我正在考虑复制“出发国家”和“到达国家”列,然后手动替换它,但我很确定使用 for 循环有更简单的方法。
这就是我的尝试:
for elements in range(len(trade_lane)):
apac = {"AUSTRALIA": "APAC", "BANGLADESH": "APAC",
"CHINA": "APAC", "HONG KONG": "APAC",
"INDIA": "APAC", "INDONESIA": "APAC",
"JAPAN": "APAC", "MALAYSIA": "APAC",
"MALAYSIA": "APAC", "NEW ZEALAND": "APAC",
"SINGAPORE": "APAC", "KOREA": "APAC",
"TAIWAN": "APAC", "THAILAND": "APAC", "VIET NAM": "APAC"}
nece = {"BELGIUM": "NECE", "CZECH REPUBLIC": "NECE",
"DENMARK": "NECE", "GERMANY": "NECE", "HUNGARY": "NECE",
"LUXEMBOURG": "NECE", "NETHERLANDS": "NECE",
"NORWAY": "NECE", "POLAND": "NECE", "ROMANIA": "NECE",
"SLOVAKIA": "NECE", "SWEDEN": "NECE", "TURKEY": "NECE"}
wemea = {"ALGERIA": "WEMEA", "BAHRAIN": "WEMEA",
"CAMEROON": "WEMEA", "CHAD": "WEMEA", "FRANCE": "WEMEA",
"GREECE": "WEMEA", "IRISH REPUBLIC": "WEMEA",
"ITALY": "WEMEA", "MOROCCO": "WEMEA",
"PORTUGAL": "WEMEA", "QATAR": "WEMEA",
"SAUDI ARABIA": "WEMEA", "SOUTH AFRICA": "WEMEA",
"SPAIN": "WEMEA", "TUNISIA": "WEMEA", "UGANDA": "WEMEA",
"UNITED ARAB EMIRATES": "WEMEA", "UNITED KINDGOM":"WEMEA"}
americas = {"ARGENTINA": "AMERICAS", "BRAZIL": "AMERICAS",
"CANADA": "AMERICAS", "CHILE": "AMERICAS",
"COLOMBIA": "AMERICAS", "MEXICO": "AMERICAS",
"PERU": "AMERICAS", "UNITED STATES": "AMERICAS"}
for x,y in apac.items():
trade_lane["Departure Region"].values = trade_lane["Departure Country"].values[elements].replace(x,y)
trade_lane
但是我得到一个 KeyError:'Departure Region'
假设您的数据框贸易通道称为 df:
all_regions = {**apac, **nece, **wemea, **americas} # merge your dictionaries into one
df['Departure Region'] = df['Departure Country'].map(all_regions) #map countries to regions
df['Departure Region'] = df['Departure Region'].fillna('Others') #If any country not found in the map
您可以为 'Arrival region' 执行相同的过程。
这个的 for-loop 版本可以是:
all_regions = {**apac, **nece, **wemea, **americas} # merge your dictionaries into one
temp = []
for i,row in df.iterrows():
if row['Departure Country'] in all_regions:
temp.append(all_regions[row['Departure Country']])

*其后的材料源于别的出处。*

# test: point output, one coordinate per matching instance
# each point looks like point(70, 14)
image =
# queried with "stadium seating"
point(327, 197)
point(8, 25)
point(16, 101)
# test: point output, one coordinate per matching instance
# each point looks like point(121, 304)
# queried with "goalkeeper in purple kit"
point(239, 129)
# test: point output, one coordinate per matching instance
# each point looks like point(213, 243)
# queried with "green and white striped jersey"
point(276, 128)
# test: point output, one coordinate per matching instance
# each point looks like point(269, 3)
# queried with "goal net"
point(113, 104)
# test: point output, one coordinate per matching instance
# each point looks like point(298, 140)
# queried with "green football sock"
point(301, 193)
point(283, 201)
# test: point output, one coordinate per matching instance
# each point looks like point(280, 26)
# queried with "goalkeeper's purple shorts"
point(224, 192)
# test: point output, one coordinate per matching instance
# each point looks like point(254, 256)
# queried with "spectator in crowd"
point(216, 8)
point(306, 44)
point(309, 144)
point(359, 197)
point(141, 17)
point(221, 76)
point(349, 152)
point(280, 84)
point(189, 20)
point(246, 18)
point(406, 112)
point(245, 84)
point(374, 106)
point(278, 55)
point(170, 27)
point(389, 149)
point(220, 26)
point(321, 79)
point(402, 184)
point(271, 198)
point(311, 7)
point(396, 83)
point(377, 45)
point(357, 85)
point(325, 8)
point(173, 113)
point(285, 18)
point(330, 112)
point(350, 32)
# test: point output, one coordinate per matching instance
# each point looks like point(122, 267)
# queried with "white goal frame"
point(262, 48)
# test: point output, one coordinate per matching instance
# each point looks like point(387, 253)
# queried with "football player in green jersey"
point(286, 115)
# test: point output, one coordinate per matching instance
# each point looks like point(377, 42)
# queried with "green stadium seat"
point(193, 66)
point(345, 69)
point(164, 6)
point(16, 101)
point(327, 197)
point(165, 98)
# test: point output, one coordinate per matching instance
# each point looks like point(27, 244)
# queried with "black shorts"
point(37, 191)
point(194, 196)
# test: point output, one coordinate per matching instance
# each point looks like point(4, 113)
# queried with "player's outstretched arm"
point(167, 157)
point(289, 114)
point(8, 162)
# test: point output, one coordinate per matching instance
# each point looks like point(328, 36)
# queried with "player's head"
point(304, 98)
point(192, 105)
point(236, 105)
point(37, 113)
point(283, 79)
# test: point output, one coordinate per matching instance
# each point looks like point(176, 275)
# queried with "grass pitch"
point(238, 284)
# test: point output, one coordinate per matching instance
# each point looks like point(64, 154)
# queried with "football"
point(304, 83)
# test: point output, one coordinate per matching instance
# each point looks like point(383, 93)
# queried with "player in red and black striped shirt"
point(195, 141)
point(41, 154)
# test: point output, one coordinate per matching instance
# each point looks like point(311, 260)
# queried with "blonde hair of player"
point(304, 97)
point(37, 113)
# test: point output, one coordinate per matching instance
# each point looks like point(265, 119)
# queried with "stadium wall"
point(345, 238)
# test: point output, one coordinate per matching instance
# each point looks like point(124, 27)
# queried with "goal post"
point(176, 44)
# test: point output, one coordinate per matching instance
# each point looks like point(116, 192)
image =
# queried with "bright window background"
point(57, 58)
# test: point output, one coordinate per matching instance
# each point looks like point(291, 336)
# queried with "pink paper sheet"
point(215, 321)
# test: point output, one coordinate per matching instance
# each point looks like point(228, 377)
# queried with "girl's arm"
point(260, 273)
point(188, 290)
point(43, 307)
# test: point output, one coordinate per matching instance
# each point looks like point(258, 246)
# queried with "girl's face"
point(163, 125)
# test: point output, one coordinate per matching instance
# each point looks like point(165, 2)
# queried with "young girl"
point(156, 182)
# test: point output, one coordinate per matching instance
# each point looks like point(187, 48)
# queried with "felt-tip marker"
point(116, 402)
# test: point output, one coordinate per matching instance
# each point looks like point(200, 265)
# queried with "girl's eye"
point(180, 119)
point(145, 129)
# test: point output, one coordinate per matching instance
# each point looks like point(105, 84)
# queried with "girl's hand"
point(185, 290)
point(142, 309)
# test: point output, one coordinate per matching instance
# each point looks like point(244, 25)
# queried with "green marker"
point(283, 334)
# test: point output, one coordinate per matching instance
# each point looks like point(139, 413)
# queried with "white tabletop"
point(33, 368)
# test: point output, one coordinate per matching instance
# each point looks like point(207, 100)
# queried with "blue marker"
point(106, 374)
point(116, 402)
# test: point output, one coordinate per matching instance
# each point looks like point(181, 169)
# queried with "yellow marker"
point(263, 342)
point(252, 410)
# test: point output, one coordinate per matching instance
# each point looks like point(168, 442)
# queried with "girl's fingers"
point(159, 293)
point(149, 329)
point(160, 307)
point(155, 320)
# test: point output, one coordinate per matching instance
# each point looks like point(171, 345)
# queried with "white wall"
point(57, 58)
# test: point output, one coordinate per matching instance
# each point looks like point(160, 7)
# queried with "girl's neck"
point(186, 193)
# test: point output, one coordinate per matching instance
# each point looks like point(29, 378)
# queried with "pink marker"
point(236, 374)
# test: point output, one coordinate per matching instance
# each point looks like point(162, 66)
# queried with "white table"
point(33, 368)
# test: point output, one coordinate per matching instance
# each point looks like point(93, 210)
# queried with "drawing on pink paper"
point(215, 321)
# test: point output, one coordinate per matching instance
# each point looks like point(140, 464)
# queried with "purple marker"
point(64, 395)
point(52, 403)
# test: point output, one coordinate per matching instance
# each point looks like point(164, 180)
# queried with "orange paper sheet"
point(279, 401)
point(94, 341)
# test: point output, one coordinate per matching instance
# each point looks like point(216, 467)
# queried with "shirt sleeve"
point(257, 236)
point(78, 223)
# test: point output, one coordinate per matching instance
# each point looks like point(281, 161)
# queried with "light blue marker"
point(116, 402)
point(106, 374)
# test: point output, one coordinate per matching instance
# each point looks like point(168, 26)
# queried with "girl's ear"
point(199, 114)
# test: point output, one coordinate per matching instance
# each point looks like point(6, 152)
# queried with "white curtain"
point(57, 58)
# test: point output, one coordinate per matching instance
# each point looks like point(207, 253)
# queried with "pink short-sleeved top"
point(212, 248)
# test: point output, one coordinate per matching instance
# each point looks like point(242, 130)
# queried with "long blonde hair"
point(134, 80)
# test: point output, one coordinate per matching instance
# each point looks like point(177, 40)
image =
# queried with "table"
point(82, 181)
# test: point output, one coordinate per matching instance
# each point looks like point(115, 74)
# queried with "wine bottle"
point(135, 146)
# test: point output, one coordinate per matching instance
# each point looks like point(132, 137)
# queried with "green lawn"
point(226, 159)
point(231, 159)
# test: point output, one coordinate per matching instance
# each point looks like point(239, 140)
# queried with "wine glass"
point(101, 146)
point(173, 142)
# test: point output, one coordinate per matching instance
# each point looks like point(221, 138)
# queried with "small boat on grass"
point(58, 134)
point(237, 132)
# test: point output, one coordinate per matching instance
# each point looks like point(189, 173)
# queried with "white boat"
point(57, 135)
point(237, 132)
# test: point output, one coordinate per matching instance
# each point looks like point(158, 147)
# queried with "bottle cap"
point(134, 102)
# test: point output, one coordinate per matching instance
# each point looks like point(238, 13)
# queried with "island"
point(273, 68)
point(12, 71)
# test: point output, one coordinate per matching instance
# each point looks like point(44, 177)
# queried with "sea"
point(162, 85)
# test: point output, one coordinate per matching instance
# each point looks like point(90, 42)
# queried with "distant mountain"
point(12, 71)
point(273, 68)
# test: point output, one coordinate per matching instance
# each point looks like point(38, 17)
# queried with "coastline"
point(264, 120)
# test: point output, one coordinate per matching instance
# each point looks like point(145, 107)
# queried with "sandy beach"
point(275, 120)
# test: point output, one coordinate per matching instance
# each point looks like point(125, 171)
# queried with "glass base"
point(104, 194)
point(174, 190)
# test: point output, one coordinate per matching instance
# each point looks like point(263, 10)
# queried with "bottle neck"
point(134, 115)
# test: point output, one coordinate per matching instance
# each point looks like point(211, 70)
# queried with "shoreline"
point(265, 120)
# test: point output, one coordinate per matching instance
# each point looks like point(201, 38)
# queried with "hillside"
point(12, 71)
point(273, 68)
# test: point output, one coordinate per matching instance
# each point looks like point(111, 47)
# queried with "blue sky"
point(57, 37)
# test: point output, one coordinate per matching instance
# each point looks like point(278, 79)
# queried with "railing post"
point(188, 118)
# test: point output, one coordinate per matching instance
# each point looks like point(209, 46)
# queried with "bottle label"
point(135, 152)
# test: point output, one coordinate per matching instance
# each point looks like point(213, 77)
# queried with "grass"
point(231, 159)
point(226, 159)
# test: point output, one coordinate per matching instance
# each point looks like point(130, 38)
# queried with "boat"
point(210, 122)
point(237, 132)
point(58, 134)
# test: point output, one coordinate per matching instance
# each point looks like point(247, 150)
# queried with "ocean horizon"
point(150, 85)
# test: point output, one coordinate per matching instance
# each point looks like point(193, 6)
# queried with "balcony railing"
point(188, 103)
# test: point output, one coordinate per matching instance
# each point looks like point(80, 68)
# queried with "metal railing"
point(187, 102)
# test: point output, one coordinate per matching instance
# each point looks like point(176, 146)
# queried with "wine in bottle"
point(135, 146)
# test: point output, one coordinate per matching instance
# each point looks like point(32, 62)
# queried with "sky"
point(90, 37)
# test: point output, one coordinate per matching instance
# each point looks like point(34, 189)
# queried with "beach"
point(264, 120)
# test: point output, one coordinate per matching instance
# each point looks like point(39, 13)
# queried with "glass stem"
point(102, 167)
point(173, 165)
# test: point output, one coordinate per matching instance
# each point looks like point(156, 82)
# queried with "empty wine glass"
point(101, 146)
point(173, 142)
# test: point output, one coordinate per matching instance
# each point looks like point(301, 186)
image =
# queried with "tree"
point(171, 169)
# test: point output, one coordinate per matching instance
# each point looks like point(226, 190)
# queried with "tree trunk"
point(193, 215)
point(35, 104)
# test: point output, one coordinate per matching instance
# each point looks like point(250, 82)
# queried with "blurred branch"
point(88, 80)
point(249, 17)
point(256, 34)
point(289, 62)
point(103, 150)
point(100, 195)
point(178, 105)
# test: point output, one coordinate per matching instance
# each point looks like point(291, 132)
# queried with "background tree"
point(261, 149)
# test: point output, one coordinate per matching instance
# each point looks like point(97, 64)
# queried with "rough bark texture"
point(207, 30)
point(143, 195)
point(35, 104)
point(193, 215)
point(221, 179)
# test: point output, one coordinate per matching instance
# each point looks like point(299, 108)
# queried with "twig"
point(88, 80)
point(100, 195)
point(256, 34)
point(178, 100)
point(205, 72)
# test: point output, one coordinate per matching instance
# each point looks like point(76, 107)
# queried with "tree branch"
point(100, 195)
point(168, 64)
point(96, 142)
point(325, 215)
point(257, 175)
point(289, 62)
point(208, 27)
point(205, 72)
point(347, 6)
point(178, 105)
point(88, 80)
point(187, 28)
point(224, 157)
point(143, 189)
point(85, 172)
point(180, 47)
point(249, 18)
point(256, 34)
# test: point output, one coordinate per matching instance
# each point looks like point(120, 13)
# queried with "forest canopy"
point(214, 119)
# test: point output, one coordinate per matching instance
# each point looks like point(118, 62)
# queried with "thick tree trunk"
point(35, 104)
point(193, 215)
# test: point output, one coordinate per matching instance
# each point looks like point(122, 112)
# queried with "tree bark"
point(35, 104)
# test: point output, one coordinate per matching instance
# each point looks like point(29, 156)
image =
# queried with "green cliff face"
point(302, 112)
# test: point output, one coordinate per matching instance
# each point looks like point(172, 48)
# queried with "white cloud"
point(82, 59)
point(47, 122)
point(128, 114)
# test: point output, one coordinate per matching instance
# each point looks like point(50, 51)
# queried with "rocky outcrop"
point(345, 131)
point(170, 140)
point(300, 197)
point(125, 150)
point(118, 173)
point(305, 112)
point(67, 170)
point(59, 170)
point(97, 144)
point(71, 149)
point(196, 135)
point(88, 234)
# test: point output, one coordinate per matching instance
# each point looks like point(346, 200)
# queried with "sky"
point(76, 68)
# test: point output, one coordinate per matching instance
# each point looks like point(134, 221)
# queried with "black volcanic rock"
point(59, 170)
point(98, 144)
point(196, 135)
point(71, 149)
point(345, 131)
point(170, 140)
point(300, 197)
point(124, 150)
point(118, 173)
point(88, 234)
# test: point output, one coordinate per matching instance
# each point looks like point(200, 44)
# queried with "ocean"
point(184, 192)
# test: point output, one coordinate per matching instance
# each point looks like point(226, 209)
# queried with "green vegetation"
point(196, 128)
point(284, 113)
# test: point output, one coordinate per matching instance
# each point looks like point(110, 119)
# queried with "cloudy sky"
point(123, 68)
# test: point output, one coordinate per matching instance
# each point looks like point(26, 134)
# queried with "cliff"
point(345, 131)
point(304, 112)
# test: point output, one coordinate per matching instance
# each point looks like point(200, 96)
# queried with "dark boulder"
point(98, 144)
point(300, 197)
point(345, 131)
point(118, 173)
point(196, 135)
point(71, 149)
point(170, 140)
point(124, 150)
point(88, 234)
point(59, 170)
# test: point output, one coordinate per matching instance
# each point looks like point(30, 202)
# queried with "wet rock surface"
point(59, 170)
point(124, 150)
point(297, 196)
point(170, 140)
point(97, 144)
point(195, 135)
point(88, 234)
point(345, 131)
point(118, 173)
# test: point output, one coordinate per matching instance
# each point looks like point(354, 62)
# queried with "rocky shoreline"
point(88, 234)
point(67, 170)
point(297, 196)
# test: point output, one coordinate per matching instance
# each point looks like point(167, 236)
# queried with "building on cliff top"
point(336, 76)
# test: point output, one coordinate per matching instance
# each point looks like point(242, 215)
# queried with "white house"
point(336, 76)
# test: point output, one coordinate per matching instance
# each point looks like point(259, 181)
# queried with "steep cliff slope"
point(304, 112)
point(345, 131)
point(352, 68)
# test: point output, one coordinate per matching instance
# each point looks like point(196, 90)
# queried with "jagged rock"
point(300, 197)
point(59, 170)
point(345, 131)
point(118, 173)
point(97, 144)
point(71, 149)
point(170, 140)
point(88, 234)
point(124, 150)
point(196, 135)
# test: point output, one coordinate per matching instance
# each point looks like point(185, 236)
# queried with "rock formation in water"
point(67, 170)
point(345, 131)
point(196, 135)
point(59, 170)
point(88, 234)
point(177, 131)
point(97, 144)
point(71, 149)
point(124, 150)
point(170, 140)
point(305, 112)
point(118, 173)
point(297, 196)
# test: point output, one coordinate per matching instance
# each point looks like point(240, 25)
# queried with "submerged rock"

#else if: # add here corner cases.
# do something
else:
temp.append('Others')
df['Departure Region'] = temp
我有一个名为 trade_lanes 的 pandas 数据框,它显示以下输出:
Departure Country | Arrival Country |
---|---|
Malaysia | Poland |
Germany | USA |
Germany | Cameroon |
Argentina | Vietnam |
Algeria | Slovakia |
China | Vietnam |
Denmark | Singapore |
我想做的是根据国家/地区创建 2 个新列:数据框 trade_lanes 中的“出发地区”和“到达地区”,这样输出看起来像这样:
Departure Region | Departure Country | Arrival Region | Arrival Country |
---|---|---|---|
APAC | Malaysia | NECE | Poland |
NECE | Germany | AMERICAS | USA |
NECE | Germany | WEMEA | Cameroon |
AMERICAS | Argentina | APAC | Viet Nam |
WEMEA | Algeria | NECE | Slovakia |
APAC | China | APAC | Vietnam |
NECE | Denmark | APAC | Japan |
Others | Tonga | APAC | Indonesia |
我一直在寻找循环来解决这个问题,但我认为我的流程是错误的,因为在某种情况下国家被标记为区域,这使得它变得更加复杂。另请注意,我相信我 需要 使用 For-if-elif-else 循环,因为有些国家如果不属于这些国家,我会将它们标记为“其他”区域范围。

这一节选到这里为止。